What is a nation? Why do they exist? What is their purpose?

The difficulty of these questions is thus: the responses given will change based on the nation asked. One is quick to realize that they do not have easy, direct answers.

Historically, nations have started as small agricultural communities, perhaps forming alliances to increase their influence. These communities occasionally developed into larger empires like those of Rome or Britain. In the past couple of thousand years the growth of these empires has been curtailed by social change and technological limitations: Rome lacked the ability to effectively communicate, and was therefore unable to operate the large swathes of land it controlled; Britain fractured when its colonies eventually yearned for independence. In modern times (the past few hundred years), a new kind of nation has cemented itself: the nation-state, where within a well-defined boundary you can find Nationish people who speak the Nationish language and share a Nationish culture.

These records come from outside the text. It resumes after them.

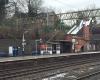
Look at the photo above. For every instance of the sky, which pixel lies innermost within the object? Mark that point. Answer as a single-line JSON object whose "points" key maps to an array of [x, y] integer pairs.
{"points": [[70, 5]]}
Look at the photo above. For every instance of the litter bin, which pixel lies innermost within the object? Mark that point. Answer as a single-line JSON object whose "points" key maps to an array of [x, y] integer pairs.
{"points": [[10, 50], [15, 51]]}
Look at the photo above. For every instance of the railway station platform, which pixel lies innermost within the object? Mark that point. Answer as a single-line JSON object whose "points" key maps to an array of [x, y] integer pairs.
{"points": [[21, 58]]}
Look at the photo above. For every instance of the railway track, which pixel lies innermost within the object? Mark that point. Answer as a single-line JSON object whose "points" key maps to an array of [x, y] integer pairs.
{"points": [[8, 74]]}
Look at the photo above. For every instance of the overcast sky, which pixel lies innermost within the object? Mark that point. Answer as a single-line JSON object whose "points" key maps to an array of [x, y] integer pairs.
{"points": [[67, 5]]}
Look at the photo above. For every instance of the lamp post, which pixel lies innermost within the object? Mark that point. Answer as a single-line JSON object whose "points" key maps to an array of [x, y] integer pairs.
{"points": [[73, 44], [23, 40], [37, 44]]}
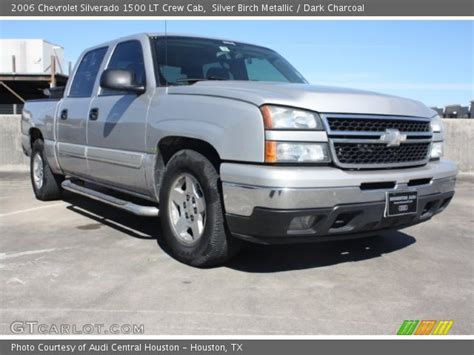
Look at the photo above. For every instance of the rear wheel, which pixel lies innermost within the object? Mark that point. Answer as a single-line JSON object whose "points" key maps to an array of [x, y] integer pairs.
{"points": [[191, 212], [46, 184]]}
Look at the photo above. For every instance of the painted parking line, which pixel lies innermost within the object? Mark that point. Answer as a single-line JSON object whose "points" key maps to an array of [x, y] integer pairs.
{"points": [[30, 209]]}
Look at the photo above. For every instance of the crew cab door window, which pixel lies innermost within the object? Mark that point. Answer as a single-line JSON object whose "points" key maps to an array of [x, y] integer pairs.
{"points": [[129, 56], [84, 79]]}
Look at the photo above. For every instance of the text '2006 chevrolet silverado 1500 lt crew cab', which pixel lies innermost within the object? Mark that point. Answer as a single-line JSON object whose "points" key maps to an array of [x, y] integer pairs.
{"points": [[227, 141]]}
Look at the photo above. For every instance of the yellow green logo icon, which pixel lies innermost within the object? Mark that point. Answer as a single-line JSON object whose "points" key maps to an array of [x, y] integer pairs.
{"points": [[425, 327]]}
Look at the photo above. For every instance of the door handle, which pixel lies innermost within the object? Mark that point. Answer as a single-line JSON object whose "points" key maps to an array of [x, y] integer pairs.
{"points": [[94, 114]]}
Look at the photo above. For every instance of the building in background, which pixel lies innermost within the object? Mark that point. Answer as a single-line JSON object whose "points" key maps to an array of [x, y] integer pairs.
{"points": [[27, 67], [456, 111]]}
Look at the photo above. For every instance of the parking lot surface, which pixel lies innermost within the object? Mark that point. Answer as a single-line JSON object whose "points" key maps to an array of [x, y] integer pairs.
{"points": [[78, 261]]}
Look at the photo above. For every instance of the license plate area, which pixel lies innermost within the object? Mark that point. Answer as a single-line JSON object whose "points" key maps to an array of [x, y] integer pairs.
{"points": [[401, 203]]}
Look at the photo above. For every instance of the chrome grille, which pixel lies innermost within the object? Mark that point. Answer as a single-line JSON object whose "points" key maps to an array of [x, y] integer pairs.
{"points": [[357, 141], [370, 153], [376, 125]]}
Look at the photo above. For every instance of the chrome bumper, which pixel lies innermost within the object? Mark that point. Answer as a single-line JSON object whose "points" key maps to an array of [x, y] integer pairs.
{"points": [[248, 186]]}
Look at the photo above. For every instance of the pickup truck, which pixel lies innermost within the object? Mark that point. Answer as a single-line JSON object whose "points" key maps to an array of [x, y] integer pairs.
{"points": [[226, 141]]}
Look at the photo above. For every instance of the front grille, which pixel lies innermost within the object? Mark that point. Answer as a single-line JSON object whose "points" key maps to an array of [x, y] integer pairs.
{"points": [[376, 125], [375, 153], [364, 141]]}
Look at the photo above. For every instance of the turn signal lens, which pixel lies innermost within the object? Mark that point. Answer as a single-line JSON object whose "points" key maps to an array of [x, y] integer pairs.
{"points": [[278, 117], [288, 152]]}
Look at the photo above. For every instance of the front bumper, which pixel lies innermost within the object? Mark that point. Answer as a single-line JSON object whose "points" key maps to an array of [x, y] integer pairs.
{"points": [[264, 205]]}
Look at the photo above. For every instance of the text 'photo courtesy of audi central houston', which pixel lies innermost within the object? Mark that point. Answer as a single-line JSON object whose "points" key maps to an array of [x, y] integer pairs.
{"points": [[226, 141]]}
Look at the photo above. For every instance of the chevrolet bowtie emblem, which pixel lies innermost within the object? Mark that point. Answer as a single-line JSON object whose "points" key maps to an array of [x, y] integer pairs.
{"points": [[393, 137]]}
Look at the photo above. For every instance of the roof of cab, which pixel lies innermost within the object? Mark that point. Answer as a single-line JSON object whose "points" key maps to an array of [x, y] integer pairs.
{"points": [[161, 34]]}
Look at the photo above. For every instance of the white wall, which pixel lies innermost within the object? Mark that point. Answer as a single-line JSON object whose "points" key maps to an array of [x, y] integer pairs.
{"points": [[33, 56]]}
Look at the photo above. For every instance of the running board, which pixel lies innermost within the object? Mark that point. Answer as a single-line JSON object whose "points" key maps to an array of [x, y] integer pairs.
{"points": [[139, 210]]}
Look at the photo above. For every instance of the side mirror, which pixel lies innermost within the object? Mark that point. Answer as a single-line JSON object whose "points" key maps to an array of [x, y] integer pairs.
{"points": [[121, 80]]}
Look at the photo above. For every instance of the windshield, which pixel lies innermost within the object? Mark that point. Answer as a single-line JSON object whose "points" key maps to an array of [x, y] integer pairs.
{"points": [[184, 60]]}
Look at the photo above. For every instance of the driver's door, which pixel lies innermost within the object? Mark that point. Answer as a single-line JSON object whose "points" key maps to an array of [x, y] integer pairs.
{"points": [[116, 128]]}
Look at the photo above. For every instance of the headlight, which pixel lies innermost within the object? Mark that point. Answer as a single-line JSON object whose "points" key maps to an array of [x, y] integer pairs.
{"points": [[437, 124], [278, 117], [286, 152], [436, 150]]}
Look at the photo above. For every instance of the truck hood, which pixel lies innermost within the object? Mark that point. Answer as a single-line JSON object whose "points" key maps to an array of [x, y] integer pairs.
{"points": [[324, 99]]}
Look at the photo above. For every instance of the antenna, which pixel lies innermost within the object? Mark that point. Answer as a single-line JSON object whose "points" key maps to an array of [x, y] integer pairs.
{"points": [[166, 48]]}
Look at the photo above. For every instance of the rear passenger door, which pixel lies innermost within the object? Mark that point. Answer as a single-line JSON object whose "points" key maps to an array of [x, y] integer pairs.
{"points": [[117, 130], [73, 113]]}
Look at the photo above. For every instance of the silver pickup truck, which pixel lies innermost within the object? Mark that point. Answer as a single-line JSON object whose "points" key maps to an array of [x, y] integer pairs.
{"points": [[226, 141]]}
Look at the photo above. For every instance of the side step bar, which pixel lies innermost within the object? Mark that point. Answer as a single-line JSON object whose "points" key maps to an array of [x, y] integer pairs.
{"points": [[146, 211]]}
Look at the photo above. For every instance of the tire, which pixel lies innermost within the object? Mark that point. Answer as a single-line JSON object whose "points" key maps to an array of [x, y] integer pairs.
{"points": [[207, 243], [46, 185]]}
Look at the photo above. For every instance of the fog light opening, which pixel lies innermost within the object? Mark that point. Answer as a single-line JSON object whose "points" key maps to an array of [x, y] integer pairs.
{"points": [[302, 223]]}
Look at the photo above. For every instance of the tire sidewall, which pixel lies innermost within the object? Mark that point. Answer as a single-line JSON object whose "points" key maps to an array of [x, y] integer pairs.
{"points": [[50, 189], [203, 171], [37, 149]]}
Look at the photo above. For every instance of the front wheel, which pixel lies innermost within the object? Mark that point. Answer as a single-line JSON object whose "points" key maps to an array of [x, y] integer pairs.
{"points": [[46, 184], [191, 212]]}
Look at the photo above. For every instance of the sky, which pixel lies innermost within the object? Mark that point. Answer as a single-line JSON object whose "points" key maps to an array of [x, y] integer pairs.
{"points": [[431, 61]]}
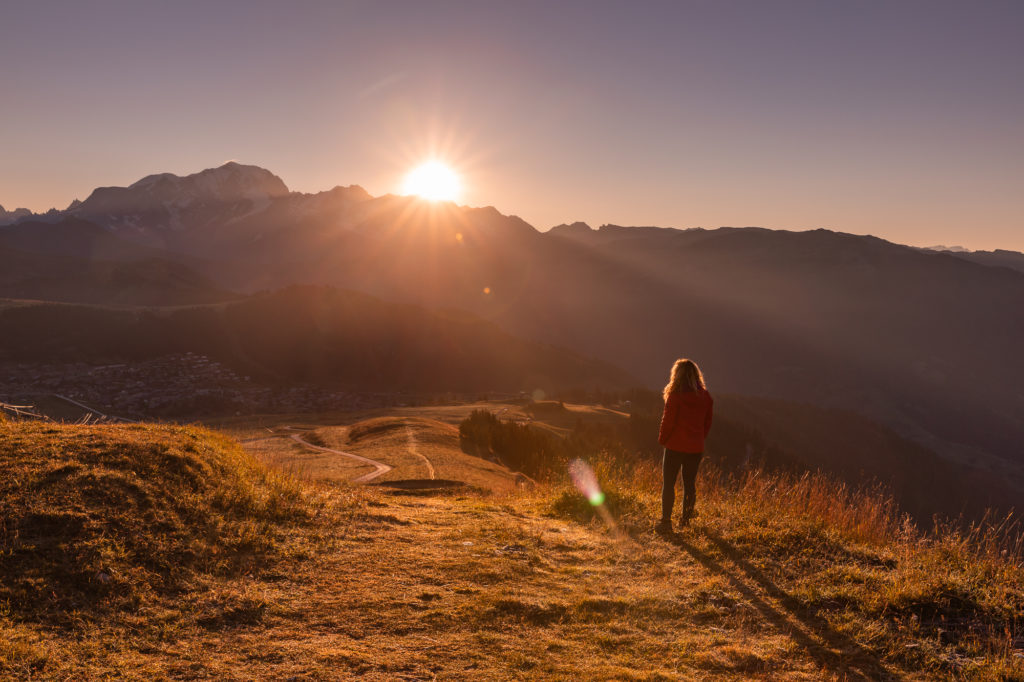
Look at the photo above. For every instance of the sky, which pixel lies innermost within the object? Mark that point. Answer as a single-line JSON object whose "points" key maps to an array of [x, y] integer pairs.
{"points": [[904, 120]]}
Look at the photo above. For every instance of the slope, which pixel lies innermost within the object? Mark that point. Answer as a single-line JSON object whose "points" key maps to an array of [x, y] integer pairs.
{"points": [[780, 579]]}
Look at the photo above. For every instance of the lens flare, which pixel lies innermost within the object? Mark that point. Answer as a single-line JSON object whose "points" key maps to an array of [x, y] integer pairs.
{"points": [[586, 481]]}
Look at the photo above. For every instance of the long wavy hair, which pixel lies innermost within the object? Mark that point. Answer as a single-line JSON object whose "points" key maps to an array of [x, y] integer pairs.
{"points": [[685, 376]]}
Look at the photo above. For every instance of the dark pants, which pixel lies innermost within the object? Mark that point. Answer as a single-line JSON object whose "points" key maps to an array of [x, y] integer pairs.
{"points": [[671, 465]]}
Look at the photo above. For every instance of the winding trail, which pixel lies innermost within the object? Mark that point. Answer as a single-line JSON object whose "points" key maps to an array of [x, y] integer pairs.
{"points": [[380, 467]]}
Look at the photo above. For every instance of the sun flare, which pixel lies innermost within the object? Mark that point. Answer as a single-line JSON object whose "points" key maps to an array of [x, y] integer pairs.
{"points": [[432, 180]]}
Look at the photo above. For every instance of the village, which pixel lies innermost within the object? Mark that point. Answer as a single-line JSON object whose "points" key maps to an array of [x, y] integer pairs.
{"points": [[178, 386]]}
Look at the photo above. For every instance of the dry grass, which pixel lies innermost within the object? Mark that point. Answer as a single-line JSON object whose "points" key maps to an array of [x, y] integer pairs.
{"points": [[779, 579]]}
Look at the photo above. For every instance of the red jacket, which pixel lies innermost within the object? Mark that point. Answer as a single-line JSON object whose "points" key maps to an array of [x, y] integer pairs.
{"points": [[686, 421]]}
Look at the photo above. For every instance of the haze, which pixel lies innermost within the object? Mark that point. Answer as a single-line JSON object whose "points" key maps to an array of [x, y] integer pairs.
{"points": [[902, 120]]}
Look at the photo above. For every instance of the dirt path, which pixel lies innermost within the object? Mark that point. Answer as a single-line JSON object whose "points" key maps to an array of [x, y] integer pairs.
{"points": [[379, 467], [415, 450]]}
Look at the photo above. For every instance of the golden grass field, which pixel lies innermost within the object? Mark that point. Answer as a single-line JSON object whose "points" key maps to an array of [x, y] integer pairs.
{"points": [[160, 552]]}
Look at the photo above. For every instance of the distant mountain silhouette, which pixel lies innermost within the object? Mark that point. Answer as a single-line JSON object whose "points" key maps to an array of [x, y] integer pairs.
{"points": [[7, 217], [927, 343], [309, 334]]}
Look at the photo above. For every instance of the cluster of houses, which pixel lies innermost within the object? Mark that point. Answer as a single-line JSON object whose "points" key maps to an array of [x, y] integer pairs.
{"points": [[182, 385]]}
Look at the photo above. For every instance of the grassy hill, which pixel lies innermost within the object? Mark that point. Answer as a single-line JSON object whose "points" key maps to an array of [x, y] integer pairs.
{"points": [[144, 552]]}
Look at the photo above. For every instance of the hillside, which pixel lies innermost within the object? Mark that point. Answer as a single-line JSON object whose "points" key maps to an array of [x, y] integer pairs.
{"points": [[142, 552], [310, 334], [77, 261]]}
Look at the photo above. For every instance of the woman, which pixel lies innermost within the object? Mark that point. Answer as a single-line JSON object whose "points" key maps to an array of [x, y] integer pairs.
{"points": [[684, 427]]}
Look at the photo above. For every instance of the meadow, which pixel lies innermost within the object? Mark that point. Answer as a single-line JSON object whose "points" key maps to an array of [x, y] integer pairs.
{"points": [[163, 552]]}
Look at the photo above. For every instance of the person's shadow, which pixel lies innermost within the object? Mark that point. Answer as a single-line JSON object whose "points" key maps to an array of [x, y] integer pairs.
{"points": [[833, 650]]}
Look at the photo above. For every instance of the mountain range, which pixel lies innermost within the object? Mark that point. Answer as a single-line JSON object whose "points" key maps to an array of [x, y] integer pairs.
{"points": [[925, 342]]}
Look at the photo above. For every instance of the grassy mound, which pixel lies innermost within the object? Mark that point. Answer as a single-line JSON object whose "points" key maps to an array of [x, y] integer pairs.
{"points": [[99, 518]]}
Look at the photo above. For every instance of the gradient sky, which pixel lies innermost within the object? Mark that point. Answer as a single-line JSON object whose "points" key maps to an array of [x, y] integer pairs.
{"points": [[900, 119]]}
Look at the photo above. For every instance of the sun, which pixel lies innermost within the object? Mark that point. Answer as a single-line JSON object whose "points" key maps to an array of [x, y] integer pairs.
{"points": [[432, 180]]}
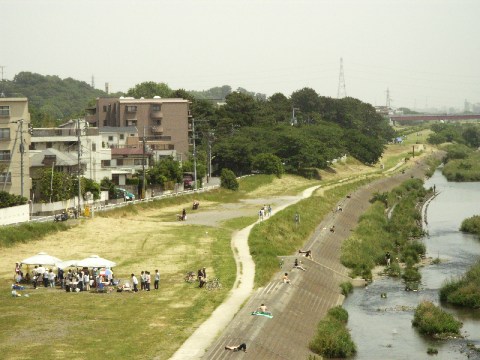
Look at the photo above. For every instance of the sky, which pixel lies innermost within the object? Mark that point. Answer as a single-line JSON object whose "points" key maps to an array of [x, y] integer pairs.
{"points": [[425, 52]]}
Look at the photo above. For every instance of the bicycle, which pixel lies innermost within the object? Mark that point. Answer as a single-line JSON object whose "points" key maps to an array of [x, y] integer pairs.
{"points": [[213, 284], [189, 277]]}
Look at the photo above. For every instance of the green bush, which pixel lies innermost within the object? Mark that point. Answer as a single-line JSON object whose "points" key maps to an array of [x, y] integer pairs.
{"points": [[228, 180], [8, 200], [333, 339], [268, 164], [346, 288], [471, 225], [465, 291], [432, 320]]}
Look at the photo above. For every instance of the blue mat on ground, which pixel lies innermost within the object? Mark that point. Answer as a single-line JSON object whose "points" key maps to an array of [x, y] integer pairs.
{"points": [[261, 313]]}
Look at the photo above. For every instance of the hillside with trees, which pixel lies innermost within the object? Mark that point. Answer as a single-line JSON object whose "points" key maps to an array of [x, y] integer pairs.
{"points": [[51, 100]]}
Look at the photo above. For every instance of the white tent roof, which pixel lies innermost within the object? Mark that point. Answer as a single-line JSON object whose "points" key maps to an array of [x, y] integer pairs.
{"points": [[96, 261], [66, 263], [41, 258]]}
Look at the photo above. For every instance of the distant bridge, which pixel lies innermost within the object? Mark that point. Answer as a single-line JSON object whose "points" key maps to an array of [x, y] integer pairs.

So what's next? How will—or should—the most important way people are organized (their nation) evolve? The answer is global; the change from a community, to an empire, to a state, to a united, world government is a natural progression. As technology progresses, new types of government become possible. The current way most countries work would not be possible without modern, instant communication—Rome could not exist before bronze, Britain not before boats. The potential for a global government may not yet exist, but eventually it will, society permitting.

Why unify

A fully globalized government—provided that it is established in a just manner and proceeds to act accordingly—would be the most desirable. People would be granted the same, liberal rights no matter where they geographically happen to have been born.

Now, one might ask something along the lines of: “historical empires were much larger than modern states, so why would global unification be next—not just a possible step that could have been taken centuries ago?” While it may be true that these empires controlled large amounts of land, containing many nations, the world is actually much more united today. Thinking beyond the essentially arbitrary borders of land, the Internet, for example, allows people to instantly communicate and collaborate, regardless of their nation. Obviously, legal unification will happen over a long time-scale, but we're currently close than ever.